ARTIC MONKEYS – THE KILLS

Artic Monkeys

ARTIC MONKEYS – THE KILLS
live @ Villafranca (VR) – 16 Luglio 2014

Ancora una volta mi sento di elogiare la perfetta organizzazione e la location del festival di Villafranca in provincia di Verona. Una serata caliente quella cha ha visto ospiti del festival per la prima, delle uniche due date italiane degli Artic Monkeys. La piazza d’armi (o meglio il parco interno) della fortezza lentamente si è riempito fino a saturare ogni spazio disponibile fin sotto le mura. Ragazzi che venivano dalla ex Jugoslavia, dall’Austria e dalla Baviera si sono accalcati cercando di guadagnare fin da subito la pool position per gustarsi da una buona posizione il concerto, incuranti del caldo che gioco forza sarebbe inesorabilmente aumentato durante la performance. Andiamo con ordine. Poco dopo le 8 attaccano, forse con leggero anticipo i The Kills con il compito di riscaldare una platea che è già sulla retta via della cottura. Si vede che hanno una gran voglia di suonare. Lui sembra un clone di Joe Strummer con tanto di cappello militare (stile tour 82) e la somiglianza è pazzesca. Ma solo dal punto di vista visivo purtroppo. Alison Mosshart si rivela una gran gnocca con una buona voce ma sul palco si aggira dal centro alla destra senza concludere gran chè.
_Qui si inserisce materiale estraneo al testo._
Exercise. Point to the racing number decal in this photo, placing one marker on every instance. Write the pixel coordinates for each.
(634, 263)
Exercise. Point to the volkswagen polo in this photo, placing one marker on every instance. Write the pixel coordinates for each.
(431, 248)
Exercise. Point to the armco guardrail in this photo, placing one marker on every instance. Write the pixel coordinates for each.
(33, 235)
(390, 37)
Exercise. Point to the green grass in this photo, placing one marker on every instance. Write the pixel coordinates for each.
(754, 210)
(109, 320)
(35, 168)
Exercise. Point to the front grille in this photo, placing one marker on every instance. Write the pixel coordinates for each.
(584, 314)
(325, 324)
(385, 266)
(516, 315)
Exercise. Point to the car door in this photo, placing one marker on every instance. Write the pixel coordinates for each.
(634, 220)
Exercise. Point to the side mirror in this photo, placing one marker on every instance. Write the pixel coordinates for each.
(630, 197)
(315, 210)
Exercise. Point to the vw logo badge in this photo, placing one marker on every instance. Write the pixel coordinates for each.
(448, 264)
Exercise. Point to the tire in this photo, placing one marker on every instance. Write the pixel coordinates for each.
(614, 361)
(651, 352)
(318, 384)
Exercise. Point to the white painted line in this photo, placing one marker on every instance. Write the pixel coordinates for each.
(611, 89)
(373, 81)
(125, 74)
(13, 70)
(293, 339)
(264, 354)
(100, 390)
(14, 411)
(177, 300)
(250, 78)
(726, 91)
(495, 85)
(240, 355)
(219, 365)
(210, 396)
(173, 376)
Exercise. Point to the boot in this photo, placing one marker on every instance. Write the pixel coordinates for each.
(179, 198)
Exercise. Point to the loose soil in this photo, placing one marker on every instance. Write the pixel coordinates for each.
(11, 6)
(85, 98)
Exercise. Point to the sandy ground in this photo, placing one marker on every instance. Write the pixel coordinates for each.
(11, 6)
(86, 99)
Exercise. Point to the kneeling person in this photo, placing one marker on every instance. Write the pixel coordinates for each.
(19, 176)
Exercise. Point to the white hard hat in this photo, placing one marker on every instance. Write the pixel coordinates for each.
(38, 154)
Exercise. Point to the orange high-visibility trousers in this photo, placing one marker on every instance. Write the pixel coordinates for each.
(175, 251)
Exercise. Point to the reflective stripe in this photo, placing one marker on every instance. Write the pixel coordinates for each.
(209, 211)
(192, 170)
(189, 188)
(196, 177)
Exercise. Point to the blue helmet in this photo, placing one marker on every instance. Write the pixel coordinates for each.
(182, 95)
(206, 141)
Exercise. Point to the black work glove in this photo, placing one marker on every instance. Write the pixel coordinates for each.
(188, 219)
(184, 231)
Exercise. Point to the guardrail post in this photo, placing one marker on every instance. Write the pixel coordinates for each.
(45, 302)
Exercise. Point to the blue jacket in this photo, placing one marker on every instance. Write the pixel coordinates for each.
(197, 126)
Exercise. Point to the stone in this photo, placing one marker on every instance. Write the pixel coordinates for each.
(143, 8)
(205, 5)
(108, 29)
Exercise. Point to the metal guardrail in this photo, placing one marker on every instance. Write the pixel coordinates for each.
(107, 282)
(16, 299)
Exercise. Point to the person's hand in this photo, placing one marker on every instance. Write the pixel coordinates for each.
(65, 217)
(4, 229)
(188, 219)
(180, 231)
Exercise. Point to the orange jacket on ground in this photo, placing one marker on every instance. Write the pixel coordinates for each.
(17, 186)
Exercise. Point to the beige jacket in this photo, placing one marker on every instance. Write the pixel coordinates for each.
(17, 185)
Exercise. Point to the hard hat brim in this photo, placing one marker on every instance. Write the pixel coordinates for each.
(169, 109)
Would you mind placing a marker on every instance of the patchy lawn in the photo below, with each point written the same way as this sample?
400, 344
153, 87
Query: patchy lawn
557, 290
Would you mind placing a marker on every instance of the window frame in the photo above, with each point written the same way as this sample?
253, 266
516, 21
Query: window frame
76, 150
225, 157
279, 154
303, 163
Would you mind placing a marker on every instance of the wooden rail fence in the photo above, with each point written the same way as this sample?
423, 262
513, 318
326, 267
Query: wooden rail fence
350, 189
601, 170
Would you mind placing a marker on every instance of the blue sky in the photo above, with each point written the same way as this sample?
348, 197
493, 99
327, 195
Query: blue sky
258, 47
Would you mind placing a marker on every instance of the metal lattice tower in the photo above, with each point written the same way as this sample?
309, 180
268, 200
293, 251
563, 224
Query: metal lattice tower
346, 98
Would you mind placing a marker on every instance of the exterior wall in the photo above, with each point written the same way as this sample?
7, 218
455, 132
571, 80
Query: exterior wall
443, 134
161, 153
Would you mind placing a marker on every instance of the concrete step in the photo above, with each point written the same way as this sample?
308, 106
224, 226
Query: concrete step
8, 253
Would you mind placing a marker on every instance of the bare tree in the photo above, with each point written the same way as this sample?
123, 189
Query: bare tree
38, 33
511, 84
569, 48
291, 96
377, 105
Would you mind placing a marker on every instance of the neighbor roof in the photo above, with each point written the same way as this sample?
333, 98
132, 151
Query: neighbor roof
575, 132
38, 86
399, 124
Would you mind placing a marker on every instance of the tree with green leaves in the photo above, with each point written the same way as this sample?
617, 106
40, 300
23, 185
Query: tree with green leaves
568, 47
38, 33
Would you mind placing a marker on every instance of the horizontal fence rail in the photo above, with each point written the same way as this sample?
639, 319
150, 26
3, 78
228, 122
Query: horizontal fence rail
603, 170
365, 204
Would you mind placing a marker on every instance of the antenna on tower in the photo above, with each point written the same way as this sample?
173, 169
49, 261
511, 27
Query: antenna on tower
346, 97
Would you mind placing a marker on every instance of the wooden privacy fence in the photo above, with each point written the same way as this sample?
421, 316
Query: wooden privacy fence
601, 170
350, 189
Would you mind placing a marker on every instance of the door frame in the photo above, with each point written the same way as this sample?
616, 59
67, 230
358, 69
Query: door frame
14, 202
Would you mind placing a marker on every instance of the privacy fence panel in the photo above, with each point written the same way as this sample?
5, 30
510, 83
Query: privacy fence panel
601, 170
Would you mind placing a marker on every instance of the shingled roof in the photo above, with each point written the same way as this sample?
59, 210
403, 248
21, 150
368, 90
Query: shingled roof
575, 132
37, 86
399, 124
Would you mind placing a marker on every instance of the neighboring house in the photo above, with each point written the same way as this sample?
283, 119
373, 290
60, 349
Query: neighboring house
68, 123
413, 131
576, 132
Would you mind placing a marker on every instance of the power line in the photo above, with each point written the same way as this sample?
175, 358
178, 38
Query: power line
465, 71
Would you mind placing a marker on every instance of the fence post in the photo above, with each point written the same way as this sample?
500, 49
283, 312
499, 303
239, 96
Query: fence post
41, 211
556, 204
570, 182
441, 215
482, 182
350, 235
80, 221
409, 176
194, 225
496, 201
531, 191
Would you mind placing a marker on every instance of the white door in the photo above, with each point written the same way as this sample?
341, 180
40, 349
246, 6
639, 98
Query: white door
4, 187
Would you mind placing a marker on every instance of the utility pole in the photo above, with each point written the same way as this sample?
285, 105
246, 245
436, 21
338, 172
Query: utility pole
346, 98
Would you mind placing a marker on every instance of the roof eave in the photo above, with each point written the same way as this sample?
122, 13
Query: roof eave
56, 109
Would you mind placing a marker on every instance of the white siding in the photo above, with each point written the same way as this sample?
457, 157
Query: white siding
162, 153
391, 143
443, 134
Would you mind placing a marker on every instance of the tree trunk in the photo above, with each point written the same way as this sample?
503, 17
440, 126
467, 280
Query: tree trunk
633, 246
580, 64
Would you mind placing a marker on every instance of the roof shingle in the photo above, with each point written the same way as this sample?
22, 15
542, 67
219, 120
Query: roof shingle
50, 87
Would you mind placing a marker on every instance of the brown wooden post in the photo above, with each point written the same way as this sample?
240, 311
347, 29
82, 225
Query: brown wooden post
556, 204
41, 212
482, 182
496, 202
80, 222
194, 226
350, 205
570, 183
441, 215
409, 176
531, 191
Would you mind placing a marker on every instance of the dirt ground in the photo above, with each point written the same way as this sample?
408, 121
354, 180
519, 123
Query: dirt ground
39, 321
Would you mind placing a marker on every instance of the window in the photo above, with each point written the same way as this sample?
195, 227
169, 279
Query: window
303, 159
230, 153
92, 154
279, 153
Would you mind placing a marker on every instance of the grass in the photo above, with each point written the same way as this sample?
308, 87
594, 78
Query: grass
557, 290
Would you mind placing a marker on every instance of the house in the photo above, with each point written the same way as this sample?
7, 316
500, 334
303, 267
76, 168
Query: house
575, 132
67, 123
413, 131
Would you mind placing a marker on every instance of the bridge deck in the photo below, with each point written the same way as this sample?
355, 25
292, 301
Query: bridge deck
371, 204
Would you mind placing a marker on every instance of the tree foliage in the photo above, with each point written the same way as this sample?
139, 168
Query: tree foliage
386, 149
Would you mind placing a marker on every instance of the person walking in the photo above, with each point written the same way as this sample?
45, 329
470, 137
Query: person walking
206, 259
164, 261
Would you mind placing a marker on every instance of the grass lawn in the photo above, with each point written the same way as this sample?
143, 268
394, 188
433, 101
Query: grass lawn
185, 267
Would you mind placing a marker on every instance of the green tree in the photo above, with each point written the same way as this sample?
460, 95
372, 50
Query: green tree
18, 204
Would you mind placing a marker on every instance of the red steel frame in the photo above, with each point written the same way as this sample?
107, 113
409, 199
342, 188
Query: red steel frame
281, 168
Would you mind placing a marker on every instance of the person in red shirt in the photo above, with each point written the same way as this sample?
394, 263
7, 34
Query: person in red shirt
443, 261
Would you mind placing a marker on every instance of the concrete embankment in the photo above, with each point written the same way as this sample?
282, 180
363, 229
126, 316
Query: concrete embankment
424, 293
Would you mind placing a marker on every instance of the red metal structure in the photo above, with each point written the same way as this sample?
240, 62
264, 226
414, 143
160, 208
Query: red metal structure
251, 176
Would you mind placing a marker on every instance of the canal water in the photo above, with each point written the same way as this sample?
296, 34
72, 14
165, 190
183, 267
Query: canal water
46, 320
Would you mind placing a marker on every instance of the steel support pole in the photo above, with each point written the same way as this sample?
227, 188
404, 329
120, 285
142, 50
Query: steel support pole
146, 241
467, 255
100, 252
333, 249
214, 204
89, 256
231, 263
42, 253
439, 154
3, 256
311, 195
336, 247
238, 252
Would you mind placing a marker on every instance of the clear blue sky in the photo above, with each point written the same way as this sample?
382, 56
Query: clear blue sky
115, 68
La chitarra di Jamie Hince è super effettata e fa onestamente gran colpo producendo dei suoni originali con il primo brano dal ritmo sinuoso e dalle atmosfere cupe. Non li conoscevo molto ma quello che hanno fatto sul palco non mi ha certo invogliato ad approfondire la conoscenza delle loro produzioni musicali. Vorrebbero essere i Velvet Underground del 3000 o cosa? Non c’è la potenza lirica di un Lou Reed né la presenza scenica di uno Joe Strummer qualsiasi (neanche quello dei tempi più bui) e musicalmente in un’ora di show mi hanno lasciato nelle orechie due miseri brani. Pochino; onestamente una gran palla! Concludono con l’ironica ‘There is a monkey on my back’ alludendo a quello che sarebbe successo dopo ovviamente. Niente paura il giovane pubblico ha gradito il riscaldamento ed inizia il pressing per arrivare il più vicino possibile al palco. Passa mezz’ora o poco più e arrivano le star della serata. Delle Scimmie Artiche ho sempre solo sentito parlare bene per cui mi predispongo alla botta energetica che sta per arrivare. Il primo brano ‘Do I wanna know’ è notevole con il suo incedere maestoso e il riff accattivante. I suoni sono stupendi, basso bello tondo in evidenza con una bella punta di distorsione, drumming secco e pulsante, i cori precisi !

Si vede che è una band che sa tenere il palco e catalizzare l’attenzione. Alex Turner il bello e frontman del gruppo sfoggia un look country (alla Johnny Cash, rockabilly way per capirci) si muove sinuoso e magnetico sul palco accalappiando l’attenzione delle ragazze che compongono buona parte del pubblico. Sembra tanto Martin Gore -impressione condivisa con altri- ma non ha lo stesso carisma. La band snocciola i brani spietatamente uno dopo l’altro passando da brani del recente AM a successi degli anni passati. Suonano bene, cantano benissimo, tengono il palco in maniera professionale ma dopo una mezzoretta comincio a dare segni di insofferenza. Mi sembra tutto molto bello e pulito ma di energia rozza e grezza del buon Rock ne arriva poca dalle mie parti. Siamo alle solite. ‘We are only in it for the money’ diceva un grande, tutto ben confezionato ma stringi stringi non rimane un gran chè. Altro che i Franz Ferdinand di un paio di anni fa nella stessa location. Probabilmente qualche loro disco si potrà pure prendere ma gente, c’è così tanta buona musica fatta con la voglia di dire qualcosa al di là delle stringenti regole del mercato. Non hanno il repertorio all’altezza di quei farabutti degli Oasis che ben seppero frullare Beatles, Bolan, e quant’altro da risultare originali, e neppure la carica grezza di una band come i Primal Scream per restare nelle guitar bands. Ok c’è gente felice di andare a mangiare hamburger e patatine, per capirci, ma io non sono di questi. Non credo di essere Julie Burchil che stronca i PIL del primo singolo nel’78, ma se questo è il meglio del rock oggi, viva Iggy, i Damned o i Blur.